A text with endless omissions
In reading and in lovemaking, the memory fails, gives way to self-made omissions. In rereading a book, I have a vague sense of feeling both at home and homesick. What I remember afterwards, I approach again joyfully and, like looking at snapshots of a past trip, nostalgically relive what I lived so wondrously before. What then of all the plot in between I have honestly forgotten? I feel a nausea of panic that I will die soon. I think of (a) all the books I have yet to read, (b) all the books I have read and don’t remember clearly or at all, (c) all the books I hope to write, (d) all the books of which I have no knowledge, and (e) the books that may be trying to find me. I think too of how love works, as I have loved many books whose characters, places, plots, and long scenes of ponderings I can’t recall, which means, shamefully, that I must be a bad lover. A nausea of panic that I will die soon and the one I love will not remember anything about me other than a few trifling details, such as my name or the memory of a gesture, and that is how I will exist: a text with endless omissions.
Erratum
In an ideal world, we would be able to furnish our lovers, years and years after seeing them last, with an erratum. Although we really mean whatever it is we mean when we say what we say, we realize often, after the fact, that perhaps what we really meant was something else entirely or perhaps we should have said what we said in a slightly different way: perhaps our fates are tied to how we punctuate. My errata: Where I left you with a semicolon, I meant period; instead of slay, please read stay. Passages and passages inadvertently omitted will now read, making possible the binding of two mirror-image yet truthful texts: the text of what is and the text of what should have been.
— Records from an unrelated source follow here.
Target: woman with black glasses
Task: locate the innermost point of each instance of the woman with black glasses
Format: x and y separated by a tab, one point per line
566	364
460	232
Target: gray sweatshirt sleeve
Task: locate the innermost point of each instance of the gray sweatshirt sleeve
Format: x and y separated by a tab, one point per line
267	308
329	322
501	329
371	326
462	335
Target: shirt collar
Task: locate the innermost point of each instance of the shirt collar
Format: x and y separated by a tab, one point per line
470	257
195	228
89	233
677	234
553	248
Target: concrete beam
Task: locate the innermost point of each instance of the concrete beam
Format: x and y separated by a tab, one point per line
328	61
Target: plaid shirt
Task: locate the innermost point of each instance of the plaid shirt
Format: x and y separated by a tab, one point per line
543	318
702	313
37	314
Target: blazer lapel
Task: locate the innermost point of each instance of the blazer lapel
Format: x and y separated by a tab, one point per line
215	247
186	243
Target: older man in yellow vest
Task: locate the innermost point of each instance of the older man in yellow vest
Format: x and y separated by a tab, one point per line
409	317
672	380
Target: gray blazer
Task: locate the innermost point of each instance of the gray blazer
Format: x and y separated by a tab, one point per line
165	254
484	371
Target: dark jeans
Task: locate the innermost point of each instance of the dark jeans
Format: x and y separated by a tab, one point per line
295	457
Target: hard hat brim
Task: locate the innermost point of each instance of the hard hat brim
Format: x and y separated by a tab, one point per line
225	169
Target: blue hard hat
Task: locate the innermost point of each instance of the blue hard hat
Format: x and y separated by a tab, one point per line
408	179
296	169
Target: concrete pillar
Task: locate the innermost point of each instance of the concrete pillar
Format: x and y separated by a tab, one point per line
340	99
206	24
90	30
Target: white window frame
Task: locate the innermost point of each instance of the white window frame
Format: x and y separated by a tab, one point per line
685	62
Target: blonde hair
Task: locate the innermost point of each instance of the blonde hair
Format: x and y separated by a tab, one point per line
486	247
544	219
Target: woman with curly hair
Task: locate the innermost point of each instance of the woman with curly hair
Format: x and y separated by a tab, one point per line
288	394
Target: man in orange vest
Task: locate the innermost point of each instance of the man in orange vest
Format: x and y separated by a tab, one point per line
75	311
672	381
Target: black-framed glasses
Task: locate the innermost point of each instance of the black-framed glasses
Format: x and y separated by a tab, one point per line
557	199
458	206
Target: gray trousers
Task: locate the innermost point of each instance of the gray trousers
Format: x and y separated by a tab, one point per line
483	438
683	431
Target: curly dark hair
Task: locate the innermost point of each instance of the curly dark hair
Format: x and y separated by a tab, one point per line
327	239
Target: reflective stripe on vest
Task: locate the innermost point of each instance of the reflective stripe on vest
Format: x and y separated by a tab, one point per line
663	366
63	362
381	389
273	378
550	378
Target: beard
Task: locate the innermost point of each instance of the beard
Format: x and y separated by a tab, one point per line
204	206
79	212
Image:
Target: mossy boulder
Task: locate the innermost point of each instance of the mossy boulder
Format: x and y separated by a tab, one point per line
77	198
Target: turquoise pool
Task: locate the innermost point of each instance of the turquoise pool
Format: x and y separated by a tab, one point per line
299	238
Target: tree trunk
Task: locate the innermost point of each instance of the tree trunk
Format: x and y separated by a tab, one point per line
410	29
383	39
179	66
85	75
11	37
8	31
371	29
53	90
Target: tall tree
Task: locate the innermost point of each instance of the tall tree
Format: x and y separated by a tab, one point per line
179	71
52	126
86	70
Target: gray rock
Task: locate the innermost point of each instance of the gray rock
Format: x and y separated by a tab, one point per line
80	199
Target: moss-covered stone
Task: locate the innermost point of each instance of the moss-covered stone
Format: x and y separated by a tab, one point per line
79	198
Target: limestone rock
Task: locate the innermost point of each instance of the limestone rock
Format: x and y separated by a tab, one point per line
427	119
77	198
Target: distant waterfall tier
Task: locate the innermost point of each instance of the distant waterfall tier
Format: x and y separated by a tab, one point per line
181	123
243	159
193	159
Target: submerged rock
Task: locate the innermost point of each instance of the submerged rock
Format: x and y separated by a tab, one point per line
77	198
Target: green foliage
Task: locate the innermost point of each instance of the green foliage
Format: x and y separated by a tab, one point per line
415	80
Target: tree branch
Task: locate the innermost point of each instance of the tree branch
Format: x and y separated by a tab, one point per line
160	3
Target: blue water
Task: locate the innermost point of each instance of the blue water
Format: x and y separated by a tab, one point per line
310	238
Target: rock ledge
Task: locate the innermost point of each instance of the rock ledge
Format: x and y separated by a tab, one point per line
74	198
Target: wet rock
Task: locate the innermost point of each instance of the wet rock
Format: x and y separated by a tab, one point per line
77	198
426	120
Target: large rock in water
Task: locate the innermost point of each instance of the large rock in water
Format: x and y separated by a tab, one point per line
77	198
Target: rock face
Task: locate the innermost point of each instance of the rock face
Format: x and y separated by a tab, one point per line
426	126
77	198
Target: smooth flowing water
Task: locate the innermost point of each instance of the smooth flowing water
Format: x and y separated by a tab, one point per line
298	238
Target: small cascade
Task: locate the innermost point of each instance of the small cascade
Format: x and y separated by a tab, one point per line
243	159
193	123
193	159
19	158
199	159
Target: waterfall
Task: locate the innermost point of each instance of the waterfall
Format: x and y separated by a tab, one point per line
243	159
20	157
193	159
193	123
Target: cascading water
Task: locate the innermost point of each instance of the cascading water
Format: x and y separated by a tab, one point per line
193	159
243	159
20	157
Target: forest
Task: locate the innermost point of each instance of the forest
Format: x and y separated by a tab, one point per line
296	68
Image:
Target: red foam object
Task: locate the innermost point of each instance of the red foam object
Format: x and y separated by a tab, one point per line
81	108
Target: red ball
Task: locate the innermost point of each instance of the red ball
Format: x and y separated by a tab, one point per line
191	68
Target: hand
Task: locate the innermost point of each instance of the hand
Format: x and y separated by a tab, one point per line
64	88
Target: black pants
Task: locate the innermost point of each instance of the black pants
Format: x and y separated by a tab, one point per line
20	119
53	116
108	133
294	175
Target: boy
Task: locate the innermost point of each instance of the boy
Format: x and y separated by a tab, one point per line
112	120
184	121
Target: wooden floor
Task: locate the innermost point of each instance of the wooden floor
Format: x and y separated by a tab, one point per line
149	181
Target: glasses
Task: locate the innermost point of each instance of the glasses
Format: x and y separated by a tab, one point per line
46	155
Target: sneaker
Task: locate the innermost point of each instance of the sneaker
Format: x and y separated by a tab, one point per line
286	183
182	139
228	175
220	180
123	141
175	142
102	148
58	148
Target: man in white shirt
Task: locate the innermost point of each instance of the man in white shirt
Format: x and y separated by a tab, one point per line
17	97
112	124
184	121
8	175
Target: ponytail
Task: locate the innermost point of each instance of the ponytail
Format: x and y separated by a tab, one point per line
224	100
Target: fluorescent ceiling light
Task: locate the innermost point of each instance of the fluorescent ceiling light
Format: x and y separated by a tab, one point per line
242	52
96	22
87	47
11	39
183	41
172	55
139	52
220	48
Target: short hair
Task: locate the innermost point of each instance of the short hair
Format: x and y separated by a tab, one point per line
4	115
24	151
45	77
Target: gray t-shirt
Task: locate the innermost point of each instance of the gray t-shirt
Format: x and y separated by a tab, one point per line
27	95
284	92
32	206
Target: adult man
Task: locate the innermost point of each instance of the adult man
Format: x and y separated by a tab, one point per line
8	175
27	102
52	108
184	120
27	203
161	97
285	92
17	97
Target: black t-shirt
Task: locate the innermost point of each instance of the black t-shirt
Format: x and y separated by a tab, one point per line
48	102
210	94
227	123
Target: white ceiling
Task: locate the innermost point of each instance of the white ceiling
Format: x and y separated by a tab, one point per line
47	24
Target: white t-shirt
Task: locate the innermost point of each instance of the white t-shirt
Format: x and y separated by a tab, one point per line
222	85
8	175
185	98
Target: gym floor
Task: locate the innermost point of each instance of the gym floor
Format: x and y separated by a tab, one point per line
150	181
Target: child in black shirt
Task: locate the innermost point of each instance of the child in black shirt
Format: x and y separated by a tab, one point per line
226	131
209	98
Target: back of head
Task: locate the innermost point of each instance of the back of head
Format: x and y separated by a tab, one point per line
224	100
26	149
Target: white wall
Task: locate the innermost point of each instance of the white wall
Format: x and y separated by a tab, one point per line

How to Write on Grand Themes
1. Keep your audience in mind.
As there will always be writing solely for one. It is easy: imagine that just for once, for you, your beloved begins to have pity. (He sees how you eye longingly the hands of the pampered and plush, the groomed young ladies. You think, This will never happen; this will never happen to me.) For this one and for this one only, you age; your journals are projected into some lonely future, where, huddled and cold, you have only one can of soup to last you. The focal point in the room is the door, through which your beloved may or may not enter to save you.